ソン・ガンホ、ポン・ジュノ監督、吉沢 亮

パラサイト 半地下の家族parasite 配給:ビターズ・エンド
2020年1月10日(金)、TOHOシネマズ日比谷ほか全国ロードショー!
© 2019 CJ ENM CORPORATION, BARUNSON E&A ALL RIGHTS RESERVED会

 12月27日(木)より、TOHOシネマズ日比谷、TOHOシネマズ梅田にて特別先行公開がはじまった第72回カンヌ国際映画祭<最高賞>パルムドール受賞、ポン・ジュノ監督最新作『パラサイト 半地下の家族』(1月10日全国公開)。本作は、ゴールデングローブ賞3部門ノミネートを筆頭に、オスカー前哨戦各賞で作品賞はじめ怒涛の受賞、アカデミー賞®受賞も有力視されている。この度、本作の主演ソン・ガンホと、ポン・ジュノ監督が『グエムル -漢江の怪物-』以来13年ぶりに二人揃っての来日を果たし、TOHOシネマズ六本木ヒルズにて舞台挨拶を実施。さらに、ポン監督のファンを公言している、いま最も旬な俳優吉沢 亮もサプライズ登壇を果たした。

 全員失業中の貧しい一家とIT企業を経営する裕福な社長一家という相反する2つの家族の出会いから想像を遥かに超える展開へと加速していく物語は、既に韓国動員1000万人突破、フランス動員160万人突破ほか、各国で動員記録を塗り替える爆発的な盛り上がりをみせている。その後もオスカー前哨戦ともいわれるトロントや、ニューヨークなど各国の映画祭で絶賛&受賞を重ね、第92回アカデミー賞®受賞も有力視されている。
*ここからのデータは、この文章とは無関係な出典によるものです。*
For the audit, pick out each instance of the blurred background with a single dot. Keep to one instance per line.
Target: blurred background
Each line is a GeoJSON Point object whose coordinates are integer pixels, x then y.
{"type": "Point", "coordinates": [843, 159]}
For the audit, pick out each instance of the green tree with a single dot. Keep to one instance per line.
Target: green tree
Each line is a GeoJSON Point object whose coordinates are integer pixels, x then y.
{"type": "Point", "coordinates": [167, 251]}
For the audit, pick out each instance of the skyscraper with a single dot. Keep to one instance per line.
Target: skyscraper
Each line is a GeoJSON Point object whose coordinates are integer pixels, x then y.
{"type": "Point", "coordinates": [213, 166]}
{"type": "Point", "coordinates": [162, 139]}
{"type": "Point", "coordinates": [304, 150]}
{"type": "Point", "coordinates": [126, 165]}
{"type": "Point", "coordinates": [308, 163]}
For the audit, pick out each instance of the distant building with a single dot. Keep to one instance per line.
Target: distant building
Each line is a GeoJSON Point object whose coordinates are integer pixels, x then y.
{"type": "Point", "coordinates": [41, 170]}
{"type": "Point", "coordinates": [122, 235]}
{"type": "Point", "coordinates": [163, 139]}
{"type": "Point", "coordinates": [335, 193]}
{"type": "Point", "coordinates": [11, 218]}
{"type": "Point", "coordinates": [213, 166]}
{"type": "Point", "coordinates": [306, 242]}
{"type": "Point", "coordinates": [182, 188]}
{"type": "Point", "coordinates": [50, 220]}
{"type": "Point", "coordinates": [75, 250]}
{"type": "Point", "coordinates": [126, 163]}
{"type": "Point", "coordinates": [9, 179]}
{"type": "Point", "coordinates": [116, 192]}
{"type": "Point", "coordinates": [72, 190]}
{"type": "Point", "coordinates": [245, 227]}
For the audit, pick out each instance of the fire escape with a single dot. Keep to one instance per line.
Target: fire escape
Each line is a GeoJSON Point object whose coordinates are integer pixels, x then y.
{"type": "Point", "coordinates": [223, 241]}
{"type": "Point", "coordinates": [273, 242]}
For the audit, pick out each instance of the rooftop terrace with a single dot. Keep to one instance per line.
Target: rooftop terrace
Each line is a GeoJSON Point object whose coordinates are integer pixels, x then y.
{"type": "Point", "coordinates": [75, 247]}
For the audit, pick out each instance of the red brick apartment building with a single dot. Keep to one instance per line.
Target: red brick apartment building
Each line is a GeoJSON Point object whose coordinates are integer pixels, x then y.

 MCの呼びかけでポン監督、ソン・ガンホ2人が登壇すると、映画を観終わったばかりで興奮冷めやらぬ客席から大きな拍手と歓声が鳴り響いた。鳴りやまない拍手の中、今回4度目のタッグとなる息の合った2人の舞台挨拶がスタート。


ひと言ご挨拶をお願いします。

ポン・ジュノ監督: こんにちは。本日はお越しくださいましてありがとうございます。今日から先行公開ということは、日本で初めて本作をご覧になったということですよね。まだ観ていない人たちがたくさんいますので、これから外に出たら映画の後半については絶対に話さないでくださいね(笑)。お願いします。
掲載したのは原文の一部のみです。